思い出すたびに感情が かき立てられ、だからこそ、気になって頻繁に思い出すという
思考の自己増殖的な連鎖
が起きるため、脳は、「その観念は重要なことなんだ」という認知(錯覚)します。
危険・不安を感じることは重要と判断される
危険・不安を感じることは、脳が重要なことと判断します。
危険・不安を感じることは、感情が かき立てられ、繰り返し思い浮かんでしまうからです。
危険・不安は、脳が重要と判断する観念なので、他人をコントロールするのに使われたりします。
「もし〇〇したらどうするんだ!?」
「そんなことしたら大変なことになるぞ!!」
という感じて、危険や不安をあおることで、他人を心理的にコントロールすることが容易くなります。
相手に恐怖や脅威を与える あおり運転 のような行為なので、効果は高いです。
危険・不安のあおりは、政策的に利用される
脳が、危険・不安を重要なことと認知する性質は、政策的に利用されます。
分かりやすい例が、報道メディアです。
報道メディアは、広告収入型ビジネスなので、視聴率やアクセスを集めなければなりません。
世間の注目を集めるために、政策的に、危険・不安をあおるネタが報道されます。
コロナウィルスの感染者数、災害・事故・事件などの不安・危険に関する報道は、世間の注意を引きます。

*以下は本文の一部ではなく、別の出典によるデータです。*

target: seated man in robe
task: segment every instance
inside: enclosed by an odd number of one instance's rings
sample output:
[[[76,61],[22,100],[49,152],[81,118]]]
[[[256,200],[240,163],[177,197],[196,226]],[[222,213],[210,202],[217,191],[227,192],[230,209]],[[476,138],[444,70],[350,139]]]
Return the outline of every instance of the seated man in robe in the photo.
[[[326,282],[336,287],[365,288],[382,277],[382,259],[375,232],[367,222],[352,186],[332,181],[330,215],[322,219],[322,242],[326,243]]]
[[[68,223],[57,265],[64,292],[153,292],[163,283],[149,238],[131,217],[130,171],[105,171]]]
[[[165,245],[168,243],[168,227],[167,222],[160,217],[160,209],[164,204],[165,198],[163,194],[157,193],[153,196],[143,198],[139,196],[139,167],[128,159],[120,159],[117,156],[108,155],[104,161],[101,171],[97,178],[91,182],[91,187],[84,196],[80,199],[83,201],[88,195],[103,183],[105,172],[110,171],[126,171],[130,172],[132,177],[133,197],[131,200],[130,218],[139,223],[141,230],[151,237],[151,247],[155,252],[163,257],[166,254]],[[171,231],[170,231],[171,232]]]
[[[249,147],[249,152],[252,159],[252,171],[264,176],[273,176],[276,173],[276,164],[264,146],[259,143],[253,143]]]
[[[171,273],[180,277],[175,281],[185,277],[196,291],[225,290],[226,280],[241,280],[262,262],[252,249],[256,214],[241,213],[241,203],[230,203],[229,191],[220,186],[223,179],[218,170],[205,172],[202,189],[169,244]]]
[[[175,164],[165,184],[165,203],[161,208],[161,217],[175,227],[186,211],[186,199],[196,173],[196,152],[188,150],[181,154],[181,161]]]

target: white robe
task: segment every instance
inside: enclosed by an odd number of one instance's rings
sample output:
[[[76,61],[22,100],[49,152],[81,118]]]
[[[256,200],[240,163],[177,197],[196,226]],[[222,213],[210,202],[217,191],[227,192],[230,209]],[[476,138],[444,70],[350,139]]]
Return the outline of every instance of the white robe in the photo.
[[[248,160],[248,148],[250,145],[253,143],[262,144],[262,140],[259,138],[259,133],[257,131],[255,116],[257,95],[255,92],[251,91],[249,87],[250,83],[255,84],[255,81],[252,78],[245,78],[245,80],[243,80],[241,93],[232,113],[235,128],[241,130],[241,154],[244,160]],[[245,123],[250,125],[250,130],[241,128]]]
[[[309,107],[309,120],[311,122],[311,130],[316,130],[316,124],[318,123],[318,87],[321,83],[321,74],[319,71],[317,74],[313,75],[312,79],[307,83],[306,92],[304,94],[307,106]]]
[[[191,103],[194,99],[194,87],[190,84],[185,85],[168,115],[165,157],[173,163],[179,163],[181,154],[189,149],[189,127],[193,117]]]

報道を見た一部の人たちが不安に陥って騒ぎ立て、感情的な反応を起こすと、その感情的な反応自体がニュースになり、それがまた新たな報道を促し、それがまた不安をあおり、大勢を巻き込んでいきます。
しまいには、強力な社会現象を起こしてしまうまでに成長します。
2020年にコロナウィルスの感染拡大で起こった トイレットペーパー や マスク の買い占め騒動がよい例です。
報道メディアとしては、騒動が起こることで、視聴率やアクセスが稼げ、大きな収益をあげることができるので、ビジネス的には成功です。
それゆえ、報道メディアは、不安をあおるニュースを流し続けようと画策し、故意に不安をあおるサイクルを拡大させようとします。
脳が危険・不安を重要なことと認知する性質を政策的に利用するのは、報道メディアだけではありません。
政治、公共機関、会社はもちろんのこと、家庭、友人関係など、身近なところでも政策的に利用されています。
脳が危険・不安を重要なことと認知する性質の政策的利用を仕掛けられる側になる場合は、相手の危険や不安をあおる意図を見破れること大切になります。